Gość: Olo
Nie polecam. Mój miał krzywa ramę, sciagalo go na prostej, na zakrętach to już nie wspomnę. Tarcza przednia wykrzywiona po kilku lekkich hamowaniach, światła mijania tak słabe że miniecie z innym pojazdem na nieoswietlonej drodze niemożliwe. Akumulator wytrzymał 1,5 roku. Omijać szerokim łukiem.
Gość: Paul
Jest to mój pierwszy własny motocykl. Swojego ZXT 125 nabyłem w 2017 roku Co do usterek, silnik to kopia hondy CG (157fmi z wałkiem wyr.) więc jest to kontrukcja nie do zajechania. Co do hamulców, to po zmianie kloców i szczęk na EBC jest dużo lepiej i hamuje się znacznie pewniej, fabryczne chyba były robione z prasowanego ryżu. Mogłaby być tarcza z tyłu zamiast bębna i byłoby znacznie lepiej. Zmieniłem też opony fabryczne chińskie "gumo-betony" na porządne meztelery me22 i jest o nie lepsza trakcja. Też irytowało mnie słabe światło mijania, ale po tej przeróbce kostki:
https://www.youtube.com/watch?v=PVUk_cH84Bk
oraz zmianie żarówek na osram night racer hs1 +90 lampa świeci bardzo dobrze. Po zmianach widoczność w nocy zapewniająca spokojną jazdę poza terenem zabudowanym. Za tą kwotę nie można spodziewać się nie wiadomo czego. Sam motocykl jest bardzo tabni w eksploatacji.

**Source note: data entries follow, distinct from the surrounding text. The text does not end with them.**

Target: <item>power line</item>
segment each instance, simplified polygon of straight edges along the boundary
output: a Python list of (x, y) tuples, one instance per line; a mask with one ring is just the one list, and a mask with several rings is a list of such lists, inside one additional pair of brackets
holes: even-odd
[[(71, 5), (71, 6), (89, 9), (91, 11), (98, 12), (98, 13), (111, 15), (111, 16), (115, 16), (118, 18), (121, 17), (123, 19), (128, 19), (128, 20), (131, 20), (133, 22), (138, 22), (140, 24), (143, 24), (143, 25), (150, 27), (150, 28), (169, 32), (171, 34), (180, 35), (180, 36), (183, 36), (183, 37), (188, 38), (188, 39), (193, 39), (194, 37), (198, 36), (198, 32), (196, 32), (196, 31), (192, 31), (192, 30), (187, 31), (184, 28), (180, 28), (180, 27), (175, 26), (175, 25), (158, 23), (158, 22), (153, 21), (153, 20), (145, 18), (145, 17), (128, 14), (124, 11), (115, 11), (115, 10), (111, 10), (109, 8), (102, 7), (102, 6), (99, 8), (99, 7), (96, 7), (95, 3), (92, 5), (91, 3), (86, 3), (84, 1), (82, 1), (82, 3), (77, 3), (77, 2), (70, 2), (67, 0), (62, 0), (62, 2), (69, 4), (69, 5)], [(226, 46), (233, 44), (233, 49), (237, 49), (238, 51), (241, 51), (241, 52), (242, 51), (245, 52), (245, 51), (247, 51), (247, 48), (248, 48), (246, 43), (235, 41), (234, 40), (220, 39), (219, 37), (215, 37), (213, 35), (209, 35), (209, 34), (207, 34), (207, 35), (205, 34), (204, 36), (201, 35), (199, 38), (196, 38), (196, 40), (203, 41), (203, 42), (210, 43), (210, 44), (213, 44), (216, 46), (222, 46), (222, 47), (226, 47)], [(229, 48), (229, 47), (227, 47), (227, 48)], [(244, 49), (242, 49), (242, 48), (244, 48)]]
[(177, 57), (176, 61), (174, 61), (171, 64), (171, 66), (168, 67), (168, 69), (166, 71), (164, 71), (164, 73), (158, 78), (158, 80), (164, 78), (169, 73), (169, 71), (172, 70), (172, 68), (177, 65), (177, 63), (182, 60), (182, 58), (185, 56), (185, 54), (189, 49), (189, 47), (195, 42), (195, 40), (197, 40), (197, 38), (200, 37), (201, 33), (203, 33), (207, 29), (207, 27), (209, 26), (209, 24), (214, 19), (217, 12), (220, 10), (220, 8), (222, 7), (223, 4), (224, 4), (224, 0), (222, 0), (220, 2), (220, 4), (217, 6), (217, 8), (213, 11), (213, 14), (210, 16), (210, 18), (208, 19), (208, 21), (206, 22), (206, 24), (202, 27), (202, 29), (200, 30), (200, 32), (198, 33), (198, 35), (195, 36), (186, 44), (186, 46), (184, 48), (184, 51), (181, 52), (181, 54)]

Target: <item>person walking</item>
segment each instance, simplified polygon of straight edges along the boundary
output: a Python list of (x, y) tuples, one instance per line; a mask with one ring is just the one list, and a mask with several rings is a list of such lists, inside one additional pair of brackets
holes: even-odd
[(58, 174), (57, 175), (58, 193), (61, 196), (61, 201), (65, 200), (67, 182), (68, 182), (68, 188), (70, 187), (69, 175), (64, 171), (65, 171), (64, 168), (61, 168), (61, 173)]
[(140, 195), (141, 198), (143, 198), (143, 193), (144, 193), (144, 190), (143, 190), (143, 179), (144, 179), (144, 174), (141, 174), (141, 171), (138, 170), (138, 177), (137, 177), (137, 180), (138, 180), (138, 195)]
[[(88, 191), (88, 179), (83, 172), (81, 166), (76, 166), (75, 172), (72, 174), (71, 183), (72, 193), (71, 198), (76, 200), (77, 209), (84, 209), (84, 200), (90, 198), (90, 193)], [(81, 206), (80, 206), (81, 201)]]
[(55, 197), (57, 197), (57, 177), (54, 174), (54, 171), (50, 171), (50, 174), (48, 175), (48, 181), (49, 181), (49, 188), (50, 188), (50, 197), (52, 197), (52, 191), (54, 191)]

Podsumowując jak na pierwsze nowe moto za kwotę poniżej 4k to nie jest źle. Jest sporo pierdółek do poprawienia, więc jeśli ktoś lubi motoryzację i grzebanie w garażu to na pierwszy motocykl taki Romet może być.
Gość: Andrzej
Kupiłem nowego rometa w listopadzie 2020 . Do końca sierpnia 2021 przejechałem 3 tys. km.w tym czasie odkręciłem może kilka luźnych śrub.chodzi bardzo dobrze pali okolo2,5 litra na 100. Na razie jestem bardzo zadowolony.na przeglądzie gwarancyjnym po 500 km odowietrzono mi hamulec tylny .to wszystkie uwagi.pozdrawiam
Gość: Wolf von Wetpreussen
Przejechałem od kwietnia 2018 r. ponad 14 640 km. Dzisiaj musiałem z racji awarii mego samochodu przejechać 200 km. Polecam. Nigdy mnie nie zawiódł, oprócz kilku drobnych, łatwych do naprawy usterek.
Gość: Mariusz
Motocykl kupiłem w 2018r. w salonie Rometa.
Przejechane już jest prawie 21 tyś km.
Motocykl jest śmiesznie tani w eksploatacji.
Od momentu zakupu zmienione zostały klocki hamulcowe.
Z tyłu na bębnie guma, opony, 2 razy zębatka przód 3x łańcuch. W silniku raz regulowałem zawory. I to wszystko.
Pojawił się wyciek spod pokrywy zaworów- uszczelka w granicach 10zł
Plastiki są zrobione z bardzo słabej jakości plastiku- pękają pod wpływem drgań które nie są duże- oraz bolce od plastików bocznych.
Motocykl na dojazdy do szkoły lub na niedługie trasy do pracy Idealny- aczkolwiek w trasę też się wybrałem - ponad 500km jednego dnia i dał radę.
Ogólnie polecam :)
Gość: Agnieszka
Kupiłam w 2020 nowy z salonu Rometa i praktycznie ciągle stoi,bo co chwilę coś się psuje. Hamulce,sprzęgło, licznik,zapłon...Podczas pierwszych przejażdżek śruby wypadały podczas jazdy. Akumulator wytrzymał niecałe 2 lata.